Yum! Brands, Inc. (NYSE:YUM) is one of the largest restaurant chains in the country. If you happen to like fast food giants like Pizza Hut, KFC and Taco Bell, they all come from the same parent corporate giant, Yum! Brands. The company has a global reach and has an extensive network of franchisees.
The company’s stock has historically been investor friendly and has provided an astonishing 80% return since 2008. There has been a slight dip in performance in the recent past due to various reasons, but I don’t feel skeptical about investing in this stock. The company will continue to provide decent returns and has long-term potential. In this article I will explain why.
Stock performance history
During the last year, Yum! Brands, Inc. (NYSE:YUM) traded at around $75 and clocked revenue of $13 billion. The 50-day moving average of the stock is currently $71. Revenues in the past two quarters have also been decent for the company. With a price-to-earnings (P/E) ratio of 19.43, it has high growth prospects. In 2012, Yum! Brands, Inc. (NYSE:YUM) reported growth in sales and profit figures in all of its divisions, including India and China. This shows that the company has proved to be an exceptional performer historically.

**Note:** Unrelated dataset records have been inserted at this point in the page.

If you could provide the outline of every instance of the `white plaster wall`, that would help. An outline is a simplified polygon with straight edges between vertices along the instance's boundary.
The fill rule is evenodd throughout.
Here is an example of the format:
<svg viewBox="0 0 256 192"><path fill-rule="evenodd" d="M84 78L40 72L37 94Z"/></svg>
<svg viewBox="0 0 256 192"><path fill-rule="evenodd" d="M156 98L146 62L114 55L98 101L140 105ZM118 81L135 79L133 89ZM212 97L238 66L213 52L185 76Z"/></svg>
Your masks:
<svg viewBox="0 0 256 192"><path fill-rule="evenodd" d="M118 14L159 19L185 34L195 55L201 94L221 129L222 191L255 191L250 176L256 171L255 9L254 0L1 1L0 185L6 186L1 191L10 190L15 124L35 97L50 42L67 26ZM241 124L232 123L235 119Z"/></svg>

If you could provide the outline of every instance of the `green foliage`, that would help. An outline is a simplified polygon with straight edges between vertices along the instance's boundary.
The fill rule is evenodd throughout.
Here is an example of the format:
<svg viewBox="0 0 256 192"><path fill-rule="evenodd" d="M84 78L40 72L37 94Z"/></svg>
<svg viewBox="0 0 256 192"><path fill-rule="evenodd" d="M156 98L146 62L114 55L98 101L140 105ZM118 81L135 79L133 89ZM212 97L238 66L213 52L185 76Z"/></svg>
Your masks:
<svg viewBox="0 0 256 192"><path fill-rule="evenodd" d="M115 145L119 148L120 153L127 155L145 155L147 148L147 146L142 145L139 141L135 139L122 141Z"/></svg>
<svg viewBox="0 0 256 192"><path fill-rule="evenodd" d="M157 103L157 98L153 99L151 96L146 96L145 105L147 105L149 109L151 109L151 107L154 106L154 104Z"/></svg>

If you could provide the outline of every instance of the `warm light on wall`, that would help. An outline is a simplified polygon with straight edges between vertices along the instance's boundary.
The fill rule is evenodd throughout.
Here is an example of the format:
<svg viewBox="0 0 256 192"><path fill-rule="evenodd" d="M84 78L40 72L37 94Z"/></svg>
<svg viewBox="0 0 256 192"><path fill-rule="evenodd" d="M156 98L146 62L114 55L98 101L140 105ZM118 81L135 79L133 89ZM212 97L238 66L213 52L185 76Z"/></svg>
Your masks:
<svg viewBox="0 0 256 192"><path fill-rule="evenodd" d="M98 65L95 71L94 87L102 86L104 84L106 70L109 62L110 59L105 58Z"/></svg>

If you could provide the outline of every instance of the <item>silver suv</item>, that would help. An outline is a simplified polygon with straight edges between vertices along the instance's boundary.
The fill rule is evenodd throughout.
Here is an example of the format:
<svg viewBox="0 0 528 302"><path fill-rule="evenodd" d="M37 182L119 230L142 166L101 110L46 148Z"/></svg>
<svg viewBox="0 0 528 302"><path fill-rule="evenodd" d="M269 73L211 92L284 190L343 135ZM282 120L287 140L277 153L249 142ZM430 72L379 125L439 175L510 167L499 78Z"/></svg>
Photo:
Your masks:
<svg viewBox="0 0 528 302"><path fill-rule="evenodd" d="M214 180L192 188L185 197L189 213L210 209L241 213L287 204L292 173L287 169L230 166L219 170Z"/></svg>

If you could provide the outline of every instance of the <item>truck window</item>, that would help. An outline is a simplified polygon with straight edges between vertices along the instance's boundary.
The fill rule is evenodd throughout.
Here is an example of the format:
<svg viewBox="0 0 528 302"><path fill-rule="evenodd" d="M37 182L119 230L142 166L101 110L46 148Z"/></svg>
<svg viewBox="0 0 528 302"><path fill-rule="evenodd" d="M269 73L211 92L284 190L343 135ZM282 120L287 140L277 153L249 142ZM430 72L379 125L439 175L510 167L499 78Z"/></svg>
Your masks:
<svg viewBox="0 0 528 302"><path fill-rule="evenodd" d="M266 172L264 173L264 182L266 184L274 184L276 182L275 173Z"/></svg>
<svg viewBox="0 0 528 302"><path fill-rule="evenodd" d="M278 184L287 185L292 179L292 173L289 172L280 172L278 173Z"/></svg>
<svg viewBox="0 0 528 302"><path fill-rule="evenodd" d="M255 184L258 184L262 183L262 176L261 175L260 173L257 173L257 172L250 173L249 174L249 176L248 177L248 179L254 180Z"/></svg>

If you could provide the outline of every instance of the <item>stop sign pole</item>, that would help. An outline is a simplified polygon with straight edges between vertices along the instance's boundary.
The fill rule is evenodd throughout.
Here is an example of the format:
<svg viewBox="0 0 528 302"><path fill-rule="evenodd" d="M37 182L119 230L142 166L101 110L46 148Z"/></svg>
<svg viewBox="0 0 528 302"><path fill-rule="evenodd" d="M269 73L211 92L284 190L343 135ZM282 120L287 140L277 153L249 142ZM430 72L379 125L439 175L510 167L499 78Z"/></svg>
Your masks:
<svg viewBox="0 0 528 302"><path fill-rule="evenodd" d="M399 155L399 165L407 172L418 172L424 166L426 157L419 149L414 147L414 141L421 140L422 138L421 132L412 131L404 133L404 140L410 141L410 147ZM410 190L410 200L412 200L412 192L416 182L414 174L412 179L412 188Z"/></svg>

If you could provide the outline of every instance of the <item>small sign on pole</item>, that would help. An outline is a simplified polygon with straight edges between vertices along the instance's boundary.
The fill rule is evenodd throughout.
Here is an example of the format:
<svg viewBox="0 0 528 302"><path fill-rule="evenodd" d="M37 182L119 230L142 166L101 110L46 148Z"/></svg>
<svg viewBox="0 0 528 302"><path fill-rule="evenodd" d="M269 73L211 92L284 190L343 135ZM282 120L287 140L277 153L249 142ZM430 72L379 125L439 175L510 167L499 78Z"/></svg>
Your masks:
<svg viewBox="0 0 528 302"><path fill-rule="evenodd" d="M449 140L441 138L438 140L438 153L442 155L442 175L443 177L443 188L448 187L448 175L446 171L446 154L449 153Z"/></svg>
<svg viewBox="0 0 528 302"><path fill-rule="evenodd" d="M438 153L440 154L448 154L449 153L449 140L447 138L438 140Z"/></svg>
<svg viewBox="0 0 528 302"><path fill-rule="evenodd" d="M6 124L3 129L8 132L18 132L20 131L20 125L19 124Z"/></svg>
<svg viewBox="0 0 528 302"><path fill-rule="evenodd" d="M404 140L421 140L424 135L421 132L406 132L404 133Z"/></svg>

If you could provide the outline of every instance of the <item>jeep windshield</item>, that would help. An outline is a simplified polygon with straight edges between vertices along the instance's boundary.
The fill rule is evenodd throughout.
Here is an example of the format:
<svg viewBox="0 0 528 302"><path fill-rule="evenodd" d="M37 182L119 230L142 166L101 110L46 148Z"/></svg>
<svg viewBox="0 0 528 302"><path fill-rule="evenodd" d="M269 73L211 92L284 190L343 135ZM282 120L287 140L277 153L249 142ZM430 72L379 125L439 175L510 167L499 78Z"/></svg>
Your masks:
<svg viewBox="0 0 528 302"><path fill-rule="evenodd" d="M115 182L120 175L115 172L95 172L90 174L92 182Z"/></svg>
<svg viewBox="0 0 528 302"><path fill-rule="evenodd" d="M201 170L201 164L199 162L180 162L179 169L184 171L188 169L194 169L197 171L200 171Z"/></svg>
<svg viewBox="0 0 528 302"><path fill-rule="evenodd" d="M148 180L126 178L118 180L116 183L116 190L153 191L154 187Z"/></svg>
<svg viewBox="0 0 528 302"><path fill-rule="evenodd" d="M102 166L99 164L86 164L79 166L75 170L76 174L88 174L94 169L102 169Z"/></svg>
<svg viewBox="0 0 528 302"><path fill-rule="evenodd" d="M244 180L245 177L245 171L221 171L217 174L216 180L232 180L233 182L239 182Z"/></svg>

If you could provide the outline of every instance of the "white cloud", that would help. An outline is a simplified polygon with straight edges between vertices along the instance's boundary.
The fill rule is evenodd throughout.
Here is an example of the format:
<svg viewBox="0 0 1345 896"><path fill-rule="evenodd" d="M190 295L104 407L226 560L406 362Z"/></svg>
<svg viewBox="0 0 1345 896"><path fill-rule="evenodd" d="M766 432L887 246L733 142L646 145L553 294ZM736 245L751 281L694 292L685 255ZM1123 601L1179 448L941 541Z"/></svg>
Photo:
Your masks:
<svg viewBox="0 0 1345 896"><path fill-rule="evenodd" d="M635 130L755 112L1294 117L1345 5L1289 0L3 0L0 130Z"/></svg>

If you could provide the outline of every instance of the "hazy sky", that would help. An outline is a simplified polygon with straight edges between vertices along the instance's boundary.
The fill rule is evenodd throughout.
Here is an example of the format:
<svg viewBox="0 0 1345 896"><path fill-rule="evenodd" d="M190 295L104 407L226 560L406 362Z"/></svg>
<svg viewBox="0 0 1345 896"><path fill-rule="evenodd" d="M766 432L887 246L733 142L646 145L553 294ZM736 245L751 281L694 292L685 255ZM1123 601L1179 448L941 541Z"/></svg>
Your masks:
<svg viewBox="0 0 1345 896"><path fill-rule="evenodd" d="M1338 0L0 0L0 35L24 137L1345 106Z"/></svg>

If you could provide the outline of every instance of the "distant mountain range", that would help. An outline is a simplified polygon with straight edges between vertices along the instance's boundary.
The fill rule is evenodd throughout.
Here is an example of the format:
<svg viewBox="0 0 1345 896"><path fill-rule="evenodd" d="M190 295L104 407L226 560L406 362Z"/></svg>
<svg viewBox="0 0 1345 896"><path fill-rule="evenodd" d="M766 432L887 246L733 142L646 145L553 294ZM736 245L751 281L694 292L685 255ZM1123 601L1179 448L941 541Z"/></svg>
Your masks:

Issues in China, but the company will bounce back
Growing cases of avian flu in China has made Yum! Brands a little unpopular in the short term. Around 50% of Yum!’s business comes from China. This has naturally been a point of concern for investors. But, let us consider this fact. 70% of Yum!’s operating profit comes from its international business division. The company’s huge international presence is its primary growth catalyst and that is what has been making the company’s growth valuations sustainable. In 2011, Yum! Brands, Inc. (NYSE:YUM) also faced a dip in sales and has bounced back quite strongly. There are still plenty of markets to explore. Even existing markets are not saturated yet. With such a strong brand equity, Yum! will definitely curve its way out and confirm its dominance once again.
McDonald’s Corporation (NYSE:MCD) is a tough competitor for Yum! Brands, Inc. (NYSE:YUM) as it is evenly spread globally while Yum! relies too heavily on the Chinese market. Yum! should keep a close eye on McDonald’s Corporation (NYSE:MCD) as it is planning to open more than 1,500 restaurants around the world and has further expansion plans in the pipeline. McDonald’s adjusts itself pretty well with the local tastes, both in terms of menu offerings and price. Notwithstanding the economic downturn, the company’s revenue rose which suggests that it is economy-resistant. Both Yum! Brands, Inc. (NYSE:YUM) and McDonald’s were affected due to the demand slump in China, but McDonald’s Corporation (NYSE:MCD) came out of it faster. The company’s stock has good fundamentals and with several expansion plans down the line, McDonald’s has strong growth prospects too.